BUFFALO, N.Y. – The American Academy of Arts & Sciences announced that Myung Mi Kim, professor of English in the University at Buffalo College of Arts and Sciences and James H. McNulty Chair Emeritus, is among its new members in 2026.
Founded in 1870, the academy has for more than 200 years celebrated excellence in all fields to advance the common good and preserve democratic ideals. The organization’s charter members include George Washington, John Adams and Benjamin Franklin, part of a distinguished group expanded through the decades by poets and writers such as Louise Erdrich, Amy Tan, Jamaica Kincade and Ralph Waldo Emerson. Other notable members include Albert Einstein, Margaret Meade and Madeleine Albright.
“I am grateful and honored by this recognition,” says Kim, who retired from her faculty position in 2024. “It is accepted with humility and purpose.”
Kim’s 1991 collection of poems “Under Flag” won the Multicultural Publishers Exchange Award of Merit. She is also the author of other innovative works like “Penury,” “River Antes,” “Commons,” “DURA,” and the “The Bounty.”
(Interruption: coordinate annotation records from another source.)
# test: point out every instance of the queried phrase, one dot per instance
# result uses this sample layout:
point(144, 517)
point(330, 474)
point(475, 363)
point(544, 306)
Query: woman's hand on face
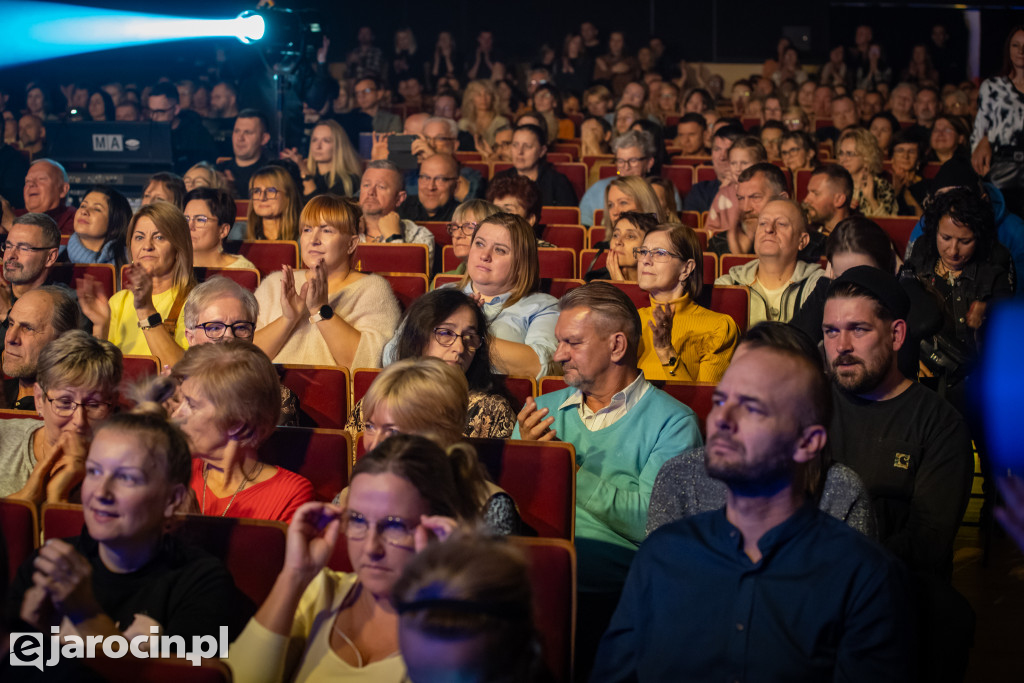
point(311, 538)
point(315, 289)
point(293, 304)
point(437, 525)
point(67, 577)
point(94, 303)
point(981, 159)
point(612, 264)
point(141, 286)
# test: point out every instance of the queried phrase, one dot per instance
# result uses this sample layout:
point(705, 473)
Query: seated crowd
point(820, 433)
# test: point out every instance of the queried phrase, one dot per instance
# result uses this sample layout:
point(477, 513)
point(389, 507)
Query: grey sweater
point(683, 488)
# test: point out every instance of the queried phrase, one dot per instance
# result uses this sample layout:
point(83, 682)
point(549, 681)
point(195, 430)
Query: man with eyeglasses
point(380, 196)
point(440, 136)
point(219, 310)
point(634, 152)
point(778, 282)
point(623, 429)
point(436, 184)
point(45, 190)
point(190, 141)
point(249, 138)
point(368, 96)
point(38, 317)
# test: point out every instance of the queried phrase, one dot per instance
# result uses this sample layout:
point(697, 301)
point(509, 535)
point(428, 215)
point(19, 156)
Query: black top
point(412, 210)
point(924, 319)
point(823, 603)
point(913, 455)
point(555, 188)
point(243, 174)
point(185, 590)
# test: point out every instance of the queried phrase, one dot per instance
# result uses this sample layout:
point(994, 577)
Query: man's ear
point(810, 443)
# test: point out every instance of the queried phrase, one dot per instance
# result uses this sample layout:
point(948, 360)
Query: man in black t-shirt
point(909, 446)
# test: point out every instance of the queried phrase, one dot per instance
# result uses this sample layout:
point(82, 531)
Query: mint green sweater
point(617, 466)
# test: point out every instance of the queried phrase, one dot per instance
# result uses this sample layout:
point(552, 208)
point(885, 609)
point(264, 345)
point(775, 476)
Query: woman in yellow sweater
point(681, 340)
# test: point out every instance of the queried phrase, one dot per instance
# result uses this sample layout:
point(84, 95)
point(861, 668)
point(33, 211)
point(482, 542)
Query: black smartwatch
point(151, 322)
point(325, 313)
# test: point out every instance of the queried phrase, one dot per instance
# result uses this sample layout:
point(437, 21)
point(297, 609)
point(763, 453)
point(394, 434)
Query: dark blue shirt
point(824, 603)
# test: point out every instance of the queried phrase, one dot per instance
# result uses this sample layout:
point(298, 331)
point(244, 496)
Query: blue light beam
point(37, 31)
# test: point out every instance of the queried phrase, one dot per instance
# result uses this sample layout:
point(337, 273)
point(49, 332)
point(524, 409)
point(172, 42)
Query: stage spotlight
point(36, 31)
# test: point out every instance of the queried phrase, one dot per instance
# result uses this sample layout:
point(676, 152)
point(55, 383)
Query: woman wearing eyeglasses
point(681, 339)
point(318, 624)
point(210, 214)
point(76, 389)
point(448, 325)
point(464, 221)
point(273, 205)
point(229, 401)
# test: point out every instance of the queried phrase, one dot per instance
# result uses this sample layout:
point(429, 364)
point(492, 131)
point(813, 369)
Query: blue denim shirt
point(529, 321)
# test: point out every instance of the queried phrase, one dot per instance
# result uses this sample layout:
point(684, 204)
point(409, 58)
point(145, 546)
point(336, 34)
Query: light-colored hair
point(613, 308)
point(525, 268)
point(215, 288)
point(344, 161)
point(481, 209)
point(172, 224)
point(640, 191)
point(282, 179)
point(77, 358)
point(867, 147)
point(239, 379)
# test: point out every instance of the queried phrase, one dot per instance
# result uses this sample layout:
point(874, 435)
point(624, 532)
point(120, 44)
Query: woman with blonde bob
point(273, 205)
point(630, 194)
point(503, 273)
point(858, 153)
point(681, 339)
point(428, 397)
point(479, 111)
point(229, 404)
point(332, 165)
point(144, 317)
point(465, 609)
point(329, 313)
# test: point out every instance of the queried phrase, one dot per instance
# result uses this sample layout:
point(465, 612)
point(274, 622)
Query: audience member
point(100, 228)
point(124, 574)
point(46, 188)
point(767, 430)
point(779, 283)
point(623, 430)
point(144, 317)
point(464, 221)
point(681, 339)
point(190, 141)
point(210, 214)
point(329, 313)
point(380, 198)
point(274, 205)
point(249, 138)
point(38, 317)
point(345, 624)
Kim is an expert in 20th-century American poetry and transcultural poetics and is regarded as one of the most influential figures in the field of contemporary experimental poetry. She described her poetics, following the publication of her collection “Civil Bound” in 2019, to the Georgia Review as listening to “the event of language.” She said that her work pushes back against “normative cultural practices,” telling the journal that “As a poet, I am constantly thinking about this intrinsic problem and exploring modes of relating to and generating language that pluralize sense-making.”
In addition to the groundbreaking body of avant-garde work Kim has contributed to the field of poetry exploring themes of colonization, diaspora and trauma, she remains particularly proud of her role as a teacher.
A letter from a student Kim worked with more than 30 years ago, who had no idea of her election to the academy, arrived coincidentally shortly after news of the honor.
“I find myself returning to something that has stayed with me: the way you worked with language atom by atom, attending to the smallest possible unit of meaning as if the whole architecture of a poem depended on getting that one thing right – because it did,” said the student.
“What I didn’t know then was where that attention would take me. It led me into the desert again, the hardest material I carry – the Gulf War, combat, the long aftermath – and it gave me a way to plumb those experiences without sentimentality or evasion.
“And now, many years later, I have four completed manuscripts that would not exist without what I learned from you.”
Kim says the academy’s mission is something that “strikes me as especially urgent at a moment when volatile harm, diminution of mutual regard and violations of human rights are rampant.
“By proposing the interanimation of arts and sciences as crucial intellectual and cultural sites retexturing the known and the emergent, the academy accompanies me in my abiding commitment as a poet: to register alterity and plurality, to attend the liberatory potential of language.”